The chronology of the story is just as insane as the action. The narrative leaps forward and back, and what you think was the prime instance of something actually proves to be only an echo, something like deja vu. Chief White Halfoat swears he’ll die of pneumonia. When asked why, he says, “Why not?”

But that’s not the first time he says that. It’s after they’ve flipped the jeep and Halfoat lays in a puddle cuddling with his booze, that the idea first occurs to him.

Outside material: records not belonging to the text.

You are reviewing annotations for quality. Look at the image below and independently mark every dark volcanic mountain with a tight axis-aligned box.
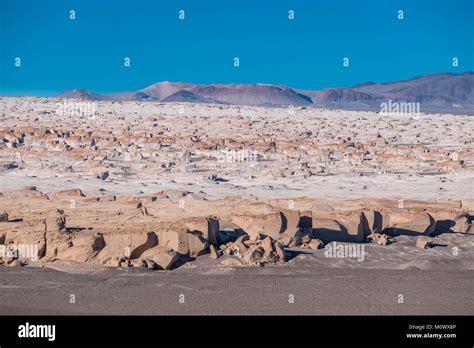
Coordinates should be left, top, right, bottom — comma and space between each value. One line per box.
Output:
58, 72, 474, 112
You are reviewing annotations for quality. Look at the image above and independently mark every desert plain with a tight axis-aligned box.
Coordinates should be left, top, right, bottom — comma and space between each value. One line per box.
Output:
0, 97, 474, 314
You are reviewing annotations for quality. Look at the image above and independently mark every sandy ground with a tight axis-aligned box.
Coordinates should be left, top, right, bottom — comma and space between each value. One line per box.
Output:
0, 98, 474, 315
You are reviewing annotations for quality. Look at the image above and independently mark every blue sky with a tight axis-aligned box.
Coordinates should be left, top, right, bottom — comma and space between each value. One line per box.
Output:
0, 0, 474, 95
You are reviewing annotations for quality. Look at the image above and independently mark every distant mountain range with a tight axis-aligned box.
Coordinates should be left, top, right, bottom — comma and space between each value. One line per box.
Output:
58, 72, 474, 112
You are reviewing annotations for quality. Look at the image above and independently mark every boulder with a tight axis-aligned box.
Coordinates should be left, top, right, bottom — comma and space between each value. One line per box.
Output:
0, 213, 8, 222
280, 209, 300, 237
141, 245, 179, 270
209, 244, 219, 260
308, 239, 324, 250
451, 212, 474, 233
416, 237, 432, 249
232, 213, 283, 239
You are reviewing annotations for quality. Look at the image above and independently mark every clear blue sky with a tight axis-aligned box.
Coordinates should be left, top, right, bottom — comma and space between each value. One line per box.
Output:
0, 0, 474, 95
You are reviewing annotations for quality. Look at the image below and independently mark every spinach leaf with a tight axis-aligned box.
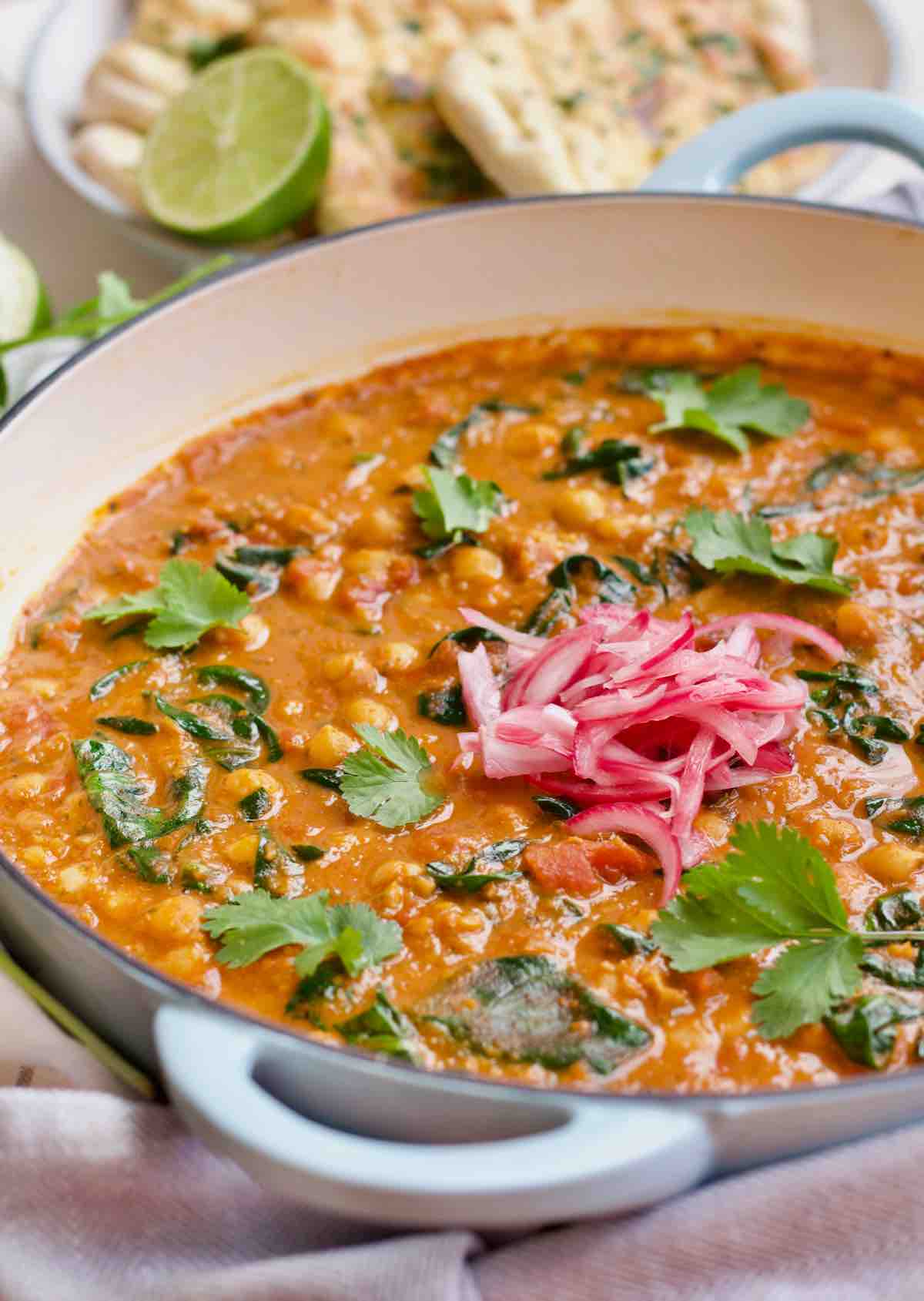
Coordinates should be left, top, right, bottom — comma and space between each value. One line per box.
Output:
430, 398, 539, 470
334, 989, 419, 1061
522, 555, 635, 636
598, 921, 658, 957
532, 795, 581, 821
543, 431, 654, 488
124, 844, 173, 886
298, 768, 341, 795
96, 714, 158, 736
90, 659, 151, 700
824, 994, 924, 1071
72, 738, 208, 850
152, 691, 283, 773
427, 623, 506, 659
254, 827, 302, 894
215, 545, 307, 601
196, 663, 270, 714
864, 890, 924, 944
420, 954, 651, 1075
292, 844, 326, 863
427, 840, 530, 894
237, 786, 273, 822
417, 682, 468, 727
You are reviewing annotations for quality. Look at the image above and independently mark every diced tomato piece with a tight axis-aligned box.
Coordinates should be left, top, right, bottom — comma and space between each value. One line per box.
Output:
523, 840, 600, 895
590, 835, 656, 880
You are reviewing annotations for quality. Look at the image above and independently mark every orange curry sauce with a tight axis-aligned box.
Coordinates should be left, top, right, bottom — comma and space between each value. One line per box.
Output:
0, 322, 924, 1093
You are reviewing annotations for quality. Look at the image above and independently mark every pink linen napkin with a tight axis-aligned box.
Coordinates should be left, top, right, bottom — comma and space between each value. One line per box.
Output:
0, 1089, 924, 1301
0, 185, 924, 1301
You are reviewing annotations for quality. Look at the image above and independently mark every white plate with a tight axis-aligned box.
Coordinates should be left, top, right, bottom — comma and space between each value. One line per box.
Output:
25, 0, 919, 264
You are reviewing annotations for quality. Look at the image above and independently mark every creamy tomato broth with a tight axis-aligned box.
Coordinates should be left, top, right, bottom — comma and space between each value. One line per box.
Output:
0, 329, 924, 1091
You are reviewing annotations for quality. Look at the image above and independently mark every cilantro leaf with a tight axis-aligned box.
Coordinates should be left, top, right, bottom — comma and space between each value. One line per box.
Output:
683, 510, 855, 596
202, 890, 402, 976
413, 466, 504, 542
340, 723, 445, 827
634, 366, 811, 453
0, 253, 234, 353
334, 989, 420, 1061
754, 934, 863, 1040
83, 559, 250, 649
651, 822, 864, 1038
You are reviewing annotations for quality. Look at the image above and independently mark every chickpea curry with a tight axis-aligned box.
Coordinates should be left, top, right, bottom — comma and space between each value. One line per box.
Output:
0, 328, 924, 1093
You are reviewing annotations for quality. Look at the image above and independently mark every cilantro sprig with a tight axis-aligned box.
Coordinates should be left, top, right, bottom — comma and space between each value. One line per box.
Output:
338, 723, 445, 827
0, 253, 234, 411
413, 467, 504, 558
624, 366, 812, 453
202, 890, 402, 976
683, 510, 856, 596
83, 559, 251, 649
651, 822, 924, 1040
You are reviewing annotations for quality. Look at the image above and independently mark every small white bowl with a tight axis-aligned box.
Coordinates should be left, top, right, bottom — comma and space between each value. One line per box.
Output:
25, 0, 924, 267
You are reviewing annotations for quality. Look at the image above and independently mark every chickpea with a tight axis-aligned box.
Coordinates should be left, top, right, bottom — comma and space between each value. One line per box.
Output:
449, 546, 504, 583
321, 652, 385, 691
554, 488, 607, 528
370, 859, 423, 890
19, 844, 55, 868
343, 546, 394, 580
19, 678, 59, 700
376, 642, 420, 672
57, 867, 87, 894
834, 601, 880, 645
505, 421, 561, 457
221, 768, 283, 817
5, 773, 49, 800
345, 696, 398, 731
285, 502, 337, 542
283, 555, 341, 601
225, 831, 260, 867
147, 895, 203, 939
812, 817, 863, 853
860, 844, 924, 885
309, 723, 359, 768
350, 506, 403, 546
212, 614, 270, 651
694, 810, 728, 844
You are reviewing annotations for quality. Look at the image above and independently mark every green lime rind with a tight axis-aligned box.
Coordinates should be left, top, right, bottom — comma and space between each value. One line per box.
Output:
0, 236, 52, 344
141, 47, 330, 243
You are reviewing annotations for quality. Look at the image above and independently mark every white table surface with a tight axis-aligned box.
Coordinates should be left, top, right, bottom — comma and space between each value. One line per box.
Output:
0, 0, 924, 307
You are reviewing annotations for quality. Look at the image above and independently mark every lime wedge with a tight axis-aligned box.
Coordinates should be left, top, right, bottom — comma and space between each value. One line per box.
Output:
141, 47, 330, 243
0, 236, 51, 344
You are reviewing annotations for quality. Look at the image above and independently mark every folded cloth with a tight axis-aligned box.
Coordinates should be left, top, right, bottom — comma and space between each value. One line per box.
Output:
0, 185, 924, 1301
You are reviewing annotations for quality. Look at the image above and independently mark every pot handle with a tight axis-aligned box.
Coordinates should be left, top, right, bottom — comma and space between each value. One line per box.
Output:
155, 1003, 712, 1228
641, 90, 924, 194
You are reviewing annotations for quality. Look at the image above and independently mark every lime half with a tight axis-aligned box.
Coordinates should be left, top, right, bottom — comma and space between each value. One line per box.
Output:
141, 47, 330, 243
0, 236, 51, 344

These moves cut the legs out of scenes, reduce them to ripples and echoes, insignificant. The reader doesn’t know where to place weight, because any scene can and will do this. Deja vu fittingly appears again and again. I’ve never seen anything like it, textual deja vu, but Heller has accomplished it. Characters will repeat things, but no special attention is given to this repetition, so you’re left with this nagging idea that you’ve read this before. It’s been absolute hell going through the book and picking out these quotes, let me tell you.

On two occasions Colonel Korn tells Yossarian to “exit smiling”. Sometimes Yossarian will say, “I’ve got the feeling I’ve had this conversation before.” And he has, you just know it – you can’t remember either, though. It’s frustrating and another Catch-22, this one of memory and experience.

This breathless entrapment is what drove the book for me this time around. As funny as it is, the writing can slip into beautiful lyricism.

“The jeep started up again softly. Kid Sampson, Nately and the others wandered apart in a noiseless eddy of motion and were sucked away into the cloying yellow stillness. The jeep vanished with a cough. Yossarian was alone in a ponderous, primeval lull in which everything green looked black and everything else was imbued with the color of pus. The breeze rustled leaves in a dry and diaphanous distance. He was restless, scared and sleepy. The sockets of his eyes felt grimy with exhaustion. Wearily he moved inside the parachute tent with its long table of smoothed wood, a nagging bitch of a doubt burrowing painlessly inside a conscience that felt perfectly clear.”

And the book is never flippant about death or love. The Snowden scene (“I’m cold.” “There there.”) tears at Yossarian’s (and by extension, our) heart, and the interlude with Luciana cracks it. Nobody seems as interested in this scene with Luciana as I am. Luciana is a whore with a scar that she never lets Yossarian see, and the two get ensnared in a Catch-22. Yossarian wants to marry her, but she can’t, because he’s crazy, and he’s crazy because he wants to marry her.

And when she gives him her name and address, she doesn’t want to, because he’ll just tear it up into little pieces as soon as she leaves. Yossarian swears he won’t… and then does exactly that. It’s devastating, foolish, and an incredible character moment.

Tenderhearted gravity combines with plenty of great jokes to make Catch-22 astounding. It’s some book.